After several more restless minutes, Josie huffed a sigh of impatience and sat up once more. Throwing aside the covers, she stood, removing the remainder of her bathrobe, laying it along the bottom of the bed out of the way. Then she grabbed one of the pillows and plumped it, laying it long ways next to her before climbing under the blankets once more.
As she lie there, trying desperately to relax enough to sleep, her subconscious continued to nag her, Come on…you know you want to… while Josie steadfastly refused to give in. No, I won't…I don't need it.
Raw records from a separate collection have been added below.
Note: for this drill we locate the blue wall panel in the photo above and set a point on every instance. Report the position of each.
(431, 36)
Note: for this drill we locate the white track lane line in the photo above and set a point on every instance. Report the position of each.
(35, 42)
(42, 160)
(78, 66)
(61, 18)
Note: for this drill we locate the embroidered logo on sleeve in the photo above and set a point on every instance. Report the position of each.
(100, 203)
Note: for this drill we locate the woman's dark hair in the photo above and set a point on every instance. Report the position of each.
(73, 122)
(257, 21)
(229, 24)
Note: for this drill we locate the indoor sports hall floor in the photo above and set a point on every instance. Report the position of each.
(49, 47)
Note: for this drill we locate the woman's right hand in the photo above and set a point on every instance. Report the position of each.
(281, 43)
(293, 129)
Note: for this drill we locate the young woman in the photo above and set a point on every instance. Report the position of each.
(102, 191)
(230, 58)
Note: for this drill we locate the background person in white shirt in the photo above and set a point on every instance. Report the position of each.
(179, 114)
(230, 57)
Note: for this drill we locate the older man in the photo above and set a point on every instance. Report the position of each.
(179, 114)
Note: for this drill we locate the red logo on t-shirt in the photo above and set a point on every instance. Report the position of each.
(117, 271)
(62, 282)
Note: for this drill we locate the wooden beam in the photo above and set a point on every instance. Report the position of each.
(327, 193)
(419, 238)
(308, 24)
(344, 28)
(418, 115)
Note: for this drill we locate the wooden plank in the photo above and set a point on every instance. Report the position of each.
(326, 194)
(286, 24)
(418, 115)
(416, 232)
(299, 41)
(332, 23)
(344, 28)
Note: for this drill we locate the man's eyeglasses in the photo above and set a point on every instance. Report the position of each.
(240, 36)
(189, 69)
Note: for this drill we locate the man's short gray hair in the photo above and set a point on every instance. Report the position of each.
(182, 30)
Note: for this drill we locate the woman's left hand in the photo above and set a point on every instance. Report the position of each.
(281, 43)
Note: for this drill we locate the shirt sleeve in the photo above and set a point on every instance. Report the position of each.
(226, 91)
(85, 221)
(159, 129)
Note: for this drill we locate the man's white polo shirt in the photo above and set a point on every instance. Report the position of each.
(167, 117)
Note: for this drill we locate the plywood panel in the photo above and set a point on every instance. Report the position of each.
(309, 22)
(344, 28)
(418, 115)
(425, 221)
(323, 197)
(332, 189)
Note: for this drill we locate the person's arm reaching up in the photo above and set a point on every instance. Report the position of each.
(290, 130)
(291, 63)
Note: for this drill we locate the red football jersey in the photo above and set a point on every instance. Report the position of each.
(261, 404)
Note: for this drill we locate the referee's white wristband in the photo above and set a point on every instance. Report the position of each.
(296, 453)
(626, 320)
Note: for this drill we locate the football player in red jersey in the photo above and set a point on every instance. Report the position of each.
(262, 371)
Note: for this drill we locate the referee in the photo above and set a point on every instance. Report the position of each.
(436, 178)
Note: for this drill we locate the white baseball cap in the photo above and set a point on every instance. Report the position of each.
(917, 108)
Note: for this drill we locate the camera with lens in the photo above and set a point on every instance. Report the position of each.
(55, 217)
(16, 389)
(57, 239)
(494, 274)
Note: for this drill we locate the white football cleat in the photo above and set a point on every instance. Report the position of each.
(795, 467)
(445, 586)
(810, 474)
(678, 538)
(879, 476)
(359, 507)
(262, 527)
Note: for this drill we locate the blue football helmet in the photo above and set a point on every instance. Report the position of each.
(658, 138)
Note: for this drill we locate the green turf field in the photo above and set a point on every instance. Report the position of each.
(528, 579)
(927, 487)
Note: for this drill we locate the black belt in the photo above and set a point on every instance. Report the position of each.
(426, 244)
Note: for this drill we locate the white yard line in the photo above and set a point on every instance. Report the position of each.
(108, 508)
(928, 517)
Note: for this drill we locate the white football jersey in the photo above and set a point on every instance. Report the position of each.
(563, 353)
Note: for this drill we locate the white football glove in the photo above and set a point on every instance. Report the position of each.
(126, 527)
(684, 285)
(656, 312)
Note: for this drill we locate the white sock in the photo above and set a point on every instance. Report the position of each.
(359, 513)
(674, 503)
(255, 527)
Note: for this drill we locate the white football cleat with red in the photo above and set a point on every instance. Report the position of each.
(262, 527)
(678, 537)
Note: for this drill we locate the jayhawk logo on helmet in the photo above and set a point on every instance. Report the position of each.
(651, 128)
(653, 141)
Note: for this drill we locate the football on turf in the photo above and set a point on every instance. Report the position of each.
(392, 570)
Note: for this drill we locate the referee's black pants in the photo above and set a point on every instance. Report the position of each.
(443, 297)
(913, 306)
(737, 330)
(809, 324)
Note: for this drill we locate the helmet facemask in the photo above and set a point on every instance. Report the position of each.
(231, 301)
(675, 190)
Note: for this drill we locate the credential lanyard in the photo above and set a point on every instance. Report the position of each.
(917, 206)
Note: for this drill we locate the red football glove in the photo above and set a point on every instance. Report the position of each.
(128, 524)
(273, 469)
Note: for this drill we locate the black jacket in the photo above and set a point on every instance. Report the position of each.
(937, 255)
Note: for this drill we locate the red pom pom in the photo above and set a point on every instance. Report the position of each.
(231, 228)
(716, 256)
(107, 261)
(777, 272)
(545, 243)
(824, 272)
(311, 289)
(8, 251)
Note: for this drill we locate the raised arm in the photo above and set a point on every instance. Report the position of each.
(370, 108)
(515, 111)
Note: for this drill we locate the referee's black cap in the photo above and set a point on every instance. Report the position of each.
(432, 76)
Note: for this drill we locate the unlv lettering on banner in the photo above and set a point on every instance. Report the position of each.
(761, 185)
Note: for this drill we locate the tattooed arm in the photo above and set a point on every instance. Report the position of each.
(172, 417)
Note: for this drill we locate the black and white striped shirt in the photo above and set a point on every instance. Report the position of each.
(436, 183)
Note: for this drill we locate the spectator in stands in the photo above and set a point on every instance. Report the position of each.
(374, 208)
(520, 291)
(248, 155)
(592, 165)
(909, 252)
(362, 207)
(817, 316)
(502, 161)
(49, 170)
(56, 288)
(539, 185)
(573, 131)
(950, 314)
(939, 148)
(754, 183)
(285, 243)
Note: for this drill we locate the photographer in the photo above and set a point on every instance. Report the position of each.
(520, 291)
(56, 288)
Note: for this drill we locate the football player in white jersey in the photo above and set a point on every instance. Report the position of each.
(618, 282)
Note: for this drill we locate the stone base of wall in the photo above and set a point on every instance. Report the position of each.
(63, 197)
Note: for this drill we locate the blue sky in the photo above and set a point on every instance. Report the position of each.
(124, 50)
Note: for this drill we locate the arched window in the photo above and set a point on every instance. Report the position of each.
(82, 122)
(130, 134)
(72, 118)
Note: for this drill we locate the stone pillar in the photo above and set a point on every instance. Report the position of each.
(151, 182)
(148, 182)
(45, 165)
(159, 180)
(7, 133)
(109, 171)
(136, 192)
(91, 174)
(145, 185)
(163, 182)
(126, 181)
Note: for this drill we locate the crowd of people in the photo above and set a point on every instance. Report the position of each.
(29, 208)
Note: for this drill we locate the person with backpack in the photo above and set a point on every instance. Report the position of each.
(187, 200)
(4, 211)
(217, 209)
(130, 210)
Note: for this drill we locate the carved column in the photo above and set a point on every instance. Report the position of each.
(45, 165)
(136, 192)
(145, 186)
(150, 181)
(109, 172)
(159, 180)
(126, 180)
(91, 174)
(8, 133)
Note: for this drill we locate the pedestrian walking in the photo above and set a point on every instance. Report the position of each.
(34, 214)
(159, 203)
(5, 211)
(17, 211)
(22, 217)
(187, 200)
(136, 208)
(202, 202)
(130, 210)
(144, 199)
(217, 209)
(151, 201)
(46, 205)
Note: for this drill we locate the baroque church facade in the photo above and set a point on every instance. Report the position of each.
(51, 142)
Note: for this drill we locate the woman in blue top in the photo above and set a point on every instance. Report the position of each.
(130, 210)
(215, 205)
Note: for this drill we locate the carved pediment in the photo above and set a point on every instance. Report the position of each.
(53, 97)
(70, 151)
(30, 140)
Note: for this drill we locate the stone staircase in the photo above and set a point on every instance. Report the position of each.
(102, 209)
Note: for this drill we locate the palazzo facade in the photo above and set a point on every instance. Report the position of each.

I won't do it, she thought back, fully realizing the foolishness of arguing with oneself.
Many more silent, tense minutes passed, and Josie finally relented. Pushing aside the covers again, she felt along the floor for the clothes she'd discarded earlier. Closing her hand upon soft, brushed cotton, she brought the sweater to her lap before holding it to her face and inhaling deeply as Sam's scent swirled around her. Blinking back tears and scolding herself for her own foolishness, she laid the sweater over the lengthwise pillow, laid her head upon it, and closed her eyes, hoping sleep would claim her at last.